Paylaş
Ki buna benzer başlıklarım çok eskiden de varmış meğer. Mesela 1 Kasım 2016’da Hürriyet’te çıkan “İnsanlar neden korkuyor” başlıklı yazı, bu aralar internette aniden popüler oldu. “Son yazınız çok iyi” diye sosyal medyadan tebrik eden siyasiler bile var. Oysa 2 yıl önce yazmışım. Ama galiba yeni gündeme gelen ve son yılların “yurtdışına taşınanlar” sayılarıyla kristalize olan bir konu bu. Yazının meali şu:
“Ne kadar çok kişi geleceğini yurtdışında görüyor farkında mısınız? Bunlar ‘şucu bucu’ da değil ha.
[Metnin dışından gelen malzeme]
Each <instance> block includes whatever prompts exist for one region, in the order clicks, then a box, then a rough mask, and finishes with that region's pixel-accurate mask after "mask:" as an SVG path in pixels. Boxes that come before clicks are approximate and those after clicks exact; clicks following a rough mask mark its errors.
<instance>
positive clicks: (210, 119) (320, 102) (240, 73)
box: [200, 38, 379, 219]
Ben siyaseti, FETÖ’yü, PKK’yı sadece televizyondan takip eden insanlardan söz ediyorum. Belki bazısı hayatında siyasi bir tweet bile atmamıştır. Bunlar avukatlar, doktorlar, mimarlar, mühendisler, üst düzey yöneticiler, tüccarlar, girişimciler, sanatçılar, öğretmenler, öğrenciler... Bu insanlar geleceğimiz, yetişmiş beyin gücümüz. Ve arkalarına bakmadan gidiyorlar. Niye? Bir gün artık istedikleri gibi yaşayamamaktan, yiyip içememekten, giyinememekten, istedikleri yerde çalışamamaktan, hak etseler bile iyi yerlere getirilmemekten korkuyorlar. Kız evlatlarının nasıl bir hayat yaşayacağından korkuyorlar. Sadece iktidar yanlısı olmadıkları veya öyle göründükleri için haksızlığa uğramaktan, ufacık, basit bir sebeple yolları mahkemeye düştüğünde haksızlık, adaletsizlik kurbanı olmaktan, tarafsızlığın bitmiş olmasından korkuyorlar.”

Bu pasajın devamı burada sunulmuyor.